Se ha sido uno de tantos niños que crecieron sabiendo que Alfredo Di Stéfano era el mejor de la historia a pesar de no haberlo visto nunca jugar. Una vez se le ocurrió mencionar a Pelé, porque lo había oído en el colegio, y en casa, primero el abuelo y después el padre, como si hubiera llegado el momento, cogiéndole de los brazos y mirándole a los ojos, se lo dijeron como se revela una verdad ancestral, un rito de iniciación igual que el de un joven sioux vislumbrando por primera vez al gran Wakan Tanka: “Lo que hacía Di Stéfano en el campo no lo ha hecho nadie”.
Esa frase la dijo ‘O Rei’ cediéndole el trono al español enorme, al argentino que nunca dejó de serlo, como si fuera el único híbrido, el primer nacionalizado tan auténtico en su origen como en su destino. Quizá por ello la vida no le dejó jugar un Mundial. El destino de don Alfredo era el Real Madrid, y Florentino Pérez fue uno de aquellos niños que vieron al Gran Bisonte Blanco sin necesidad de que sus mayores le transmitiesen la leyenda. El destino del actual presidente madridista era serlo para salvaguardar el mito y no para fichar galácticos, como si esto fuese un adorno o una veleidad de juventud reconducida.
Quizá porque Florentino no pudo ser Di Stéfano decidió emular a Bernabéu con La Saeta siempre a su lado para no perder el favor de los dioses. Por devoción le construyó un estadio como un corazón madridista que nunca dejase de latir y le hizo presidente para la eternidad. Sus lágrimas ayer eran las del niño que le veía defender y organizar y marcar goles con diez tíos y una portería a las espaldas en el viejo Chamartín, el campo que él mismo protege como el árbol de la vida a base de armaduras también galácticas, como si por si acaso algún día tuviera que viajar desde Concha Espina al espacio.

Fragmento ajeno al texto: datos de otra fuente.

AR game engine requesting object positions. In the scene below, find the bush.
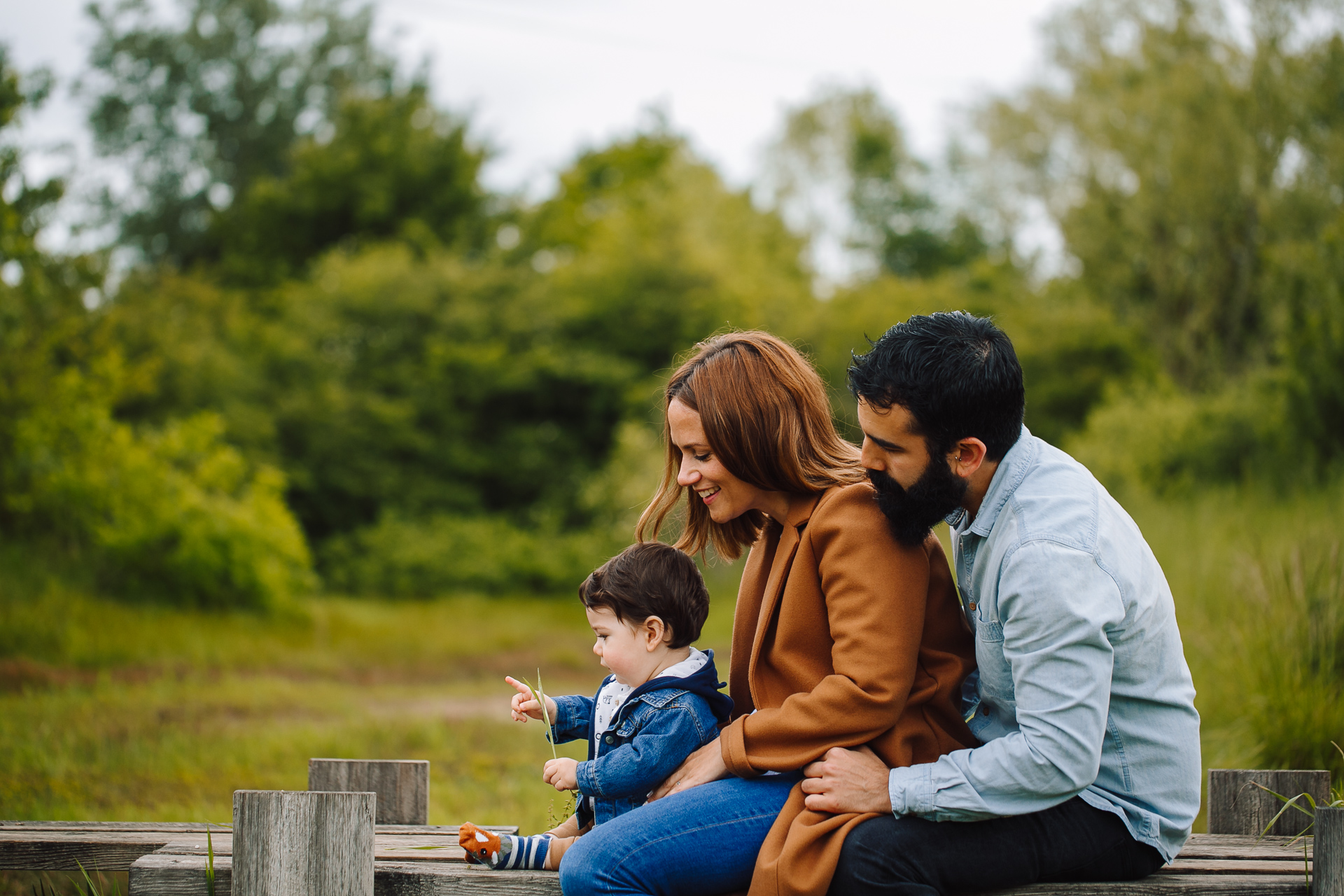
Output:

Porque allí en los cielos ya corre la saeta, ya juega mi Madrid hasta el fin de los tiempos. Está escrito en el Olimpo que uno imagina como el de los griegos, blanco pero no tan concurrido pues de momento sólo están don Santiago, Juanito y desde ayer don Alfredo, acaso como Yoda, Obi Wan y Annakin Skywalker esperando a Luke. Es caro acceder al edén porque no basta con deslumbrar sobre la hierba sino trascender como el espíritu del Viejo. El alma transmutada en madridismo y la memoria, tan nítida en su paseo como el espejo en el que todos pueden verle jugar.